6。F。erdogan, “Stress Distribution in Bonded Dissimilar Materials Containing Circular Ring-shaped Cavities”, J.Appl.Mech., 32 (1965) 829-836.

7。A. H. England，“不同媒体之间的裂缝”，J。Appl。Mech。，32（1965）400-407。

8。GC。Sih和J. R. Rice，“带有裂纹的不同材料板的弯曲”，J。Appl。欧洲杯足球竞彩Mech。，31（1964）477-483。

9。J. R. Rice and G.C.SIH，“不同介质中裂纹的平面问题”，J。Appl。Mech。，32（1965）418-423。

10。J. R. Rice, “Elastic Fracture Mechanics Concepts for Interfacial Cracks”, J. Appl. Mech., 55 (1988) 98-103.

11。R. Yuuki和J.Q.XU，英格。分数。Mech。，“界面裂纹基于应力的标准在不同材料中的界面中串联出来”，41-5（1992）635-644。欧洲杯足球竞彩

12。R. Yuuki，J.Q。Xu和Y. Mutoh，“基于界面断裂力学的金属/陶瓷键关节的断裂和强度的评估”，Trans。JSME，A60-569（1994）37-45。

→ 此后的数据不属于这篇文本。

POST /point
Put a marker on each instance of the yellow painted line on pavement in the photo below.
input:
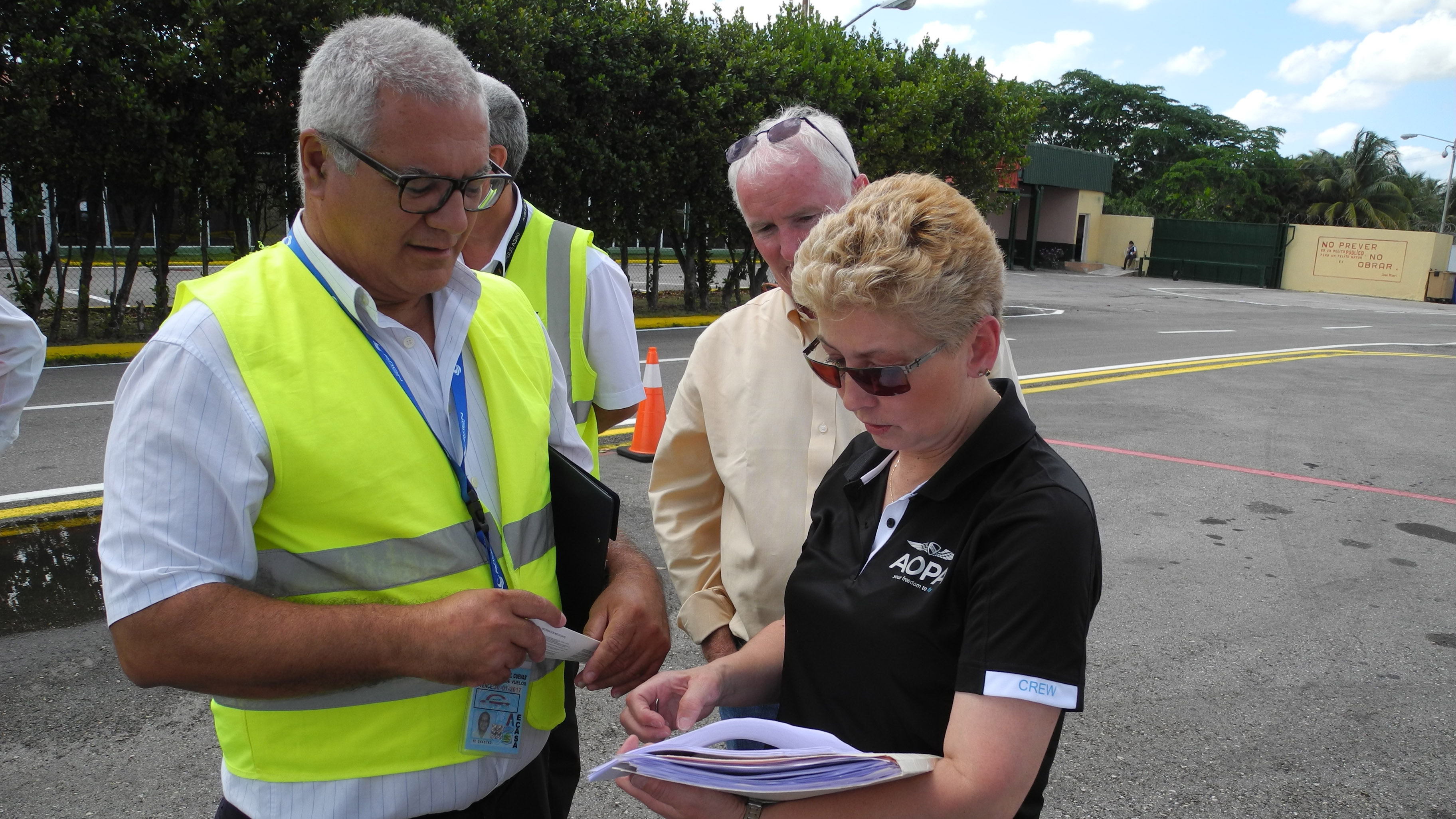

13。J.Q.Xu和L. Fu，“”Stress Field near an Interface Edge of Linear Hardening Materials”，，智格大学杂志：科学诉3-1（2002）13-18。欧洲杯线上买球

14。N. Okabe，M。Takahashi，X。Zhu，K。Kagawa和M. Maruyama，“陶瓷/金属关节的残留应力和疲劳强度特性”，J。Soc。垫。科学，日本，48-12（1999）1416-1422。

15。y。Mutoh and I. Yumoto, “Fracture Toughness Evaluation for Ceramics/Metal Joints”, Trans. of the Symposium of Material Mechanics of JSME, No.900-50 (1990) 185-190.

联系方式

Liedong Fu

纳戈卡技术大学机械工程系

Nagaoka，Niigata 940-2188，

日本

e-mail:[电子邮件保护]

yukio Miyasita

纳戈卡技术大学机械工程系

Nagaoka，Niigata 940-2188，

日本

Yoshiharu Mutoh

纳戈卡技术大学机械工程系

Nagaoka，Niigata 940-2188，

日本

This paper was also published in print form in “Advances in Technology of Materials and Materials Processing”, 7[1] (2005) 47-52.